Eat & Drink This Now! Whitestone Restaurant & Bar in Dana Point

Confit ducks: smoked pickled tomato, toasted coconut, shishito curry nage. Photo courtesy Whitestone Restaurant

As an ex-skateboarder from the early ’80s, I watched the scene ride through insane popularity and sudden stagnation. Two years after the kick-flip was invented in 1983, a guy named Tony Hawk pulled a 720, pushing the sport into a new era of artistic innovation. In the culinary world, it sort of feels as if we’re in a rut of menu micro-variation, in which the same old farm-to-table concept is mixed with the same old butter-salt-acid combination. . . . That is, until late last year, when talented chef/co-owner René Redzepi and chef David Zilber of the world-famous Noma in Copenhagen pulled a culinary 720 by writing the Noma Guide to Fermentation.

Feelin’ fruity with Perrin & Fils from France. Photo by Greg Nagel

I was reminded of this on a recent visit to Whitestone Restaurant & Bar in Dana Point when I heard executive chef Tony Celeste say, “We’re doing a lot of experimentation and exploring based off that book,” he said.

The Cruvinet. Photo courtesy Whitestone Restaurant.

Whitestone doesn’t ring as some sort of exploratory kitchen lab, with temperature-controlled areas filled with various jars of farmers’ market finds being transformed and preserved into different, wild flavor combinations. Instead, it resembles something of a blank slate, where unassuming guests may wander in for some standard South County coastal dining, then accidentally be dazzled with progressive cuisine.

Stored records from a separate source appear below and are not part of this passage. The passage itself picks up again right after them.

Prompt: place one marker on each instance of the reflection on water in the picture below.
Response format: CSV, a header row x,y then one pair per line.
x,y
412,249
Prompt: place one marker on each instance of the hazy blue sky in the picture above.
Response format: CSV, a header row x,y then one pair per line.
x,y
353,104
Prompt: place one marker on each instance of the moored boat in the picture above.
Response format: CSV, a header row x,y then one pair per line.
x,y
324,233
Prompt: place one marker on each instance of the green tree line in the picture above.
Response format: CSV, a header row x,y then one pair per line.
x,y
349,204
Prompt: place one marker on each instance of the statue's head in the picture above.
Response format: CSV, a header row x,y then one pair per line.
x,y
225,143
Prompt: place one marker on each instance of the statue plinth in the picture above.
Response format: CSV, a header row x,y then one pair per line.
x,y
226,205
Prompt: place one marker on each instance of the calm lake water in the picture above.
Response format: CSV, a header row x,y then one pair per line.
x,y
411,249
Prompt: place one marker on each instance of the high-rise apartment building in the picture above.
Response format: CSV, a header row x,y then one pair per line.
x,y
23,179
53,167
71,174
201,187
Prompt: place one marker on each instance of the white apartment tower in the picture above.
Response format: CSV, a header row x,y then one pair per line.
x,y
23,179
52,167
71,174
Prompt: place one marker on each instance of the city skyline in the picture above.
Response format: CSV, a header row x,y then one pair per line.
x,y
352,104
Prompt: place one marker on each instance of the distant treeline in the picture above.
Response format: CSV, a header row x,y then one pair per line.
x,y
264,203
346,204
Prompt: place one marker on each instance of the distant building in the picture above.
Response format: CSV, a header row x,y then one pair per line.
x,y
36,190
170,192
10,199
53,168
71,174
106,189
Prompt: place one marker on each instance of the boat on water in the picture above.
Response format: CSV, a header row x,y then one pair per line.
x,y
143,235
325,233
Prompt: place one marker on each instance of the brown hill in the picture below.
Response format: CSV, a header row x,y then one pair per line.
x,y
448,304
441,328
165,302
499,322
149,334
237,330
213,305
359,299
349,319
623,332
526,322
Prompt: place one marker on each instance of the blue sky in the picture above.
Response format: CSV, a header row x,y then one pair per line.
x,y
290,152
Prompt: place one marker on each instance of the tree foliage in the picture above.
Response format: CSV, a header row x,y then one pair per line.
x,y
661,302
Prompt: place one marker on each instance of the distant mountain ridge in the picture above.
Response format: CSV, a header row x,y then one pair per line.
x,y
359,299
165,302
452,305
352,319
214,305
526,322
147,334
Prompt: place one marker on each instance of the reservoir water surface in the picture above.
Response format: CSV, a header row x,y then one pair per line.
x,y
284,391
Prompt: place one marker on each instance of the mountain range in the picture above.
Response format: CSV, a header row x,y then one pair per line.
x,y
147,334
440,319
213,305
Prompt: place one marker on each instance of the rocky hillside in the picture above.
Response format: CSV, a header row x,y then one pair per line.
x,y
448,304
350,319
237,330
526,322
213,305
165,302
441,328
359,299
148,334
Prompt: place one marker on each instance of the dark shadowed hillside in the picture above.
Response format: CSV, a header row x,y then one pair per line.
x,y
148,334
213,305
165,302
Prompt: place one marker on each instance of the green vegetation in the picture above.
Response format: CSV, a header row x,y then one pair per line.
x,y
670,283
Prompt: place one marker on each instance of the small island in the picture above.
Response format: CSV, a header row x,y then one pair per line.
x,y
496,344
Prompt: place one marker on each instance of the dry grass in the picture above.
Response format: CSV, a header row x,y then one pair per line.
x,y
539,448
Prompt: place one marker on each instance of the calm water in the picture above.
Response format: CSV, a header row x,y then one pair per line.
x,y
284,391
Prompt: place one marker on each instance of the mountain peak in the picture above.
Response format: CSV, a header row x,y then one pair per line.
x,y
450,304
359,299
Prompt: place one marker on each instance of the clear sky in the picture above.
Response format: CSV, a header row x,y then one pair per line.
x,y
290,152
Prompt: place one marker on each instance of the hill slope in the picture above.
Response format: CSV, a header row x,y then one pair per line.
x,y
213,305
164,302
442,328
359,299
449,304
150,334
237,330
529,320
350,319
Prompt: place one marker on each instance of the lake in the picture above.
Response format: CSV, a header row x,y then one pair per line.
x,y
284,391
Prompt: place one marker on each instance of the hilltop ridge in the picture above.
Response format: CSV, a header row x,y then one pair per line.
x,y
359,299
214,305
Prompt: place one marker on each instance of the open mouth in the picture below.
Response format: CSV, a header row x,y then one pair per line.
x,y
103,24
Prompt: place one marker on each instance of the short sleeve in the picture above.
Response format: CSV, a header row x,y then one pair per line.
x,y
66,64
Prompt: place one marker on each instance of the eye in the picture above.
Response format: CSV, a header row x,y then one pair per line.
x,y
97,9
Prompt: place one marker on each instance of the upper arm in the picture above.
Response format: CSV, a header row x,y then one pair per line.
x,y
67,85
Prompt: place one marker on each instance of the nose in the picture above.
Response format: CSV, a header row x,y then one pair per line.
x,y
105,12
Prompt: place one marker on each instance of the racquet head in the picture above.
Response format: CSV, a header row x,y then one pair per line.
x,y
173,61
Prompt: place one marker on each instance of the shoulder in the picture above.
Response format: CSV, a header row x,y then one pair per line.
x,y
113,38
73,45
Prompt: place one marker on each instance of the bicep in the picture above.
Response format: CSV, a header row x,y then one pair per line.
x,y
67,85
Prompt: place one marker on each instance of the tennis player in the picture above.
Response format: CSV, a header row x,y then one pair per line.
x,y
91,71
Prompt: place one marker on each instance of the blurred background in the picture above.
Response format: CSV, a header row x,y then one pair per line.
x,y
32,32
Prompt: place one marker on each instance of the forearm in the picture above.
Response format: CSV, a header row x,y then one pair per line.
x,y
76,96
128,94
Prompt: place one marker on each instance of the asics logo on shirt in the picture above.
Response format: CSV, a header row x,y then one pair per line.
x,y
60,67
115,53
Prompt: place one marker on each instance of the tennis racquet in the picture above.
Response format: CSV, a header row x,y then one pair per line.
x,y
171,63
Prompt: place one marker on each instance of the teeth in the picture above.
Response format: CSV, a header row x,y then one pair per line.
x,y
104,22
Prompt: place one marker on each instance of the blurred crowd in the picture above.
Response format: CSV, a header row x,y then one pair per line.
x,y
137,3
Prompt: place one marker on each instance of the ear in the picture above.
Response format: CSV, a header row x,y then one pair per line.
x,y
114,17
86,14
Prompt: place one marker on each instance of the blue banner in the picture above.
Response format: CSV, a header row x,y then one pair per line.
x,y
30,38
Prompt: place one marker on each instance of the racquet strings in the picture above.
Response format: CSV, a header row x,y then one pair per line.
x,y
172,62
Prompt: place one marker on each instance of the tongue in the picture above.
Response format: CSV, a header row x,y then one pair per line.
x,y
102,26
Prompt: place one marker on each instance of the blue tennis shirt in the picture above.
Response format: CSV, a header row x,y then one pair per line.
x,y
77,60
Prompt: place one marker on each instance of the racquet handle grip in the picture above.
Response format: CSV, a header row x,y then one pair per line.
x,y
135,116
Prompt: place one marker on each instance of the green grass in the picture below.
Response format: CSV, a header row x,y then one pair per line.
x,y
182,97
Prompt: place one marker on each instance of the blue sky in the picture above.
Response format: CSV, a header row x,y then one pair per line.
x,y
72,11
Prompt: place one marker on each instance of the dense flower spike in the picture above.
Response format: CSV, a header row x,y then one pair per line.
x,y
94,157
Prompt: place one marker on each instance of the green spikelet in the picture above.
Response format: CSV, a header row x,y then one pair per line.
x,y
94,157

Crispy forbidden rice, a must-try. Photo courtesy Whitestone Restaurant.

Crispy forbidden rice should be your Whitestone introductory dish, as it’s so much more than just a puck of black rice. The combination of yuzu kosho, lime and cilantro makes for an ultra-satisfying snack that’s packed with complexity and a tangy crunch. The earthiness of the rice is balanced by the fermented Japanese paste of chiles and yuzu peel that’s made in-house and dished to order. The restaurant’s Asian influence isn’t something I was expecting, though it’s woven and layered into dishes such as this one.

Unexpected esquites! Photo by Greg Nagel

Even the Niman Ranch Angus Ribeye uses garum instead of salt, which basically tastes like the fermented juice of a thousand brisket drippings at a Texas barbecue. One drop on the tongue can spark an immediate, primal urge to eat meat that’s been sizzling over open flames. I want to put some garum in a atomizer/mister and use it as a condiment on all of my food, as well as an old-fashioned cocktail.

Whitestone is so new that the cocktail list is being reinvented to catch up to the kitchen’s level, but that shouldn’t stop you from asking the resident sommelier for suggestions from the well-rounded Cruvinet wine-dispensing system or cellar. To keep things interesting, I went with a Côtes-du-Rhône Villages rouge. The French red is on the bold side with a modererate acidity—perfect if you’re a fan of drier wines.  

Did it create culinary kick-flips? Baby, it’s like landing a Tony Hawk 900.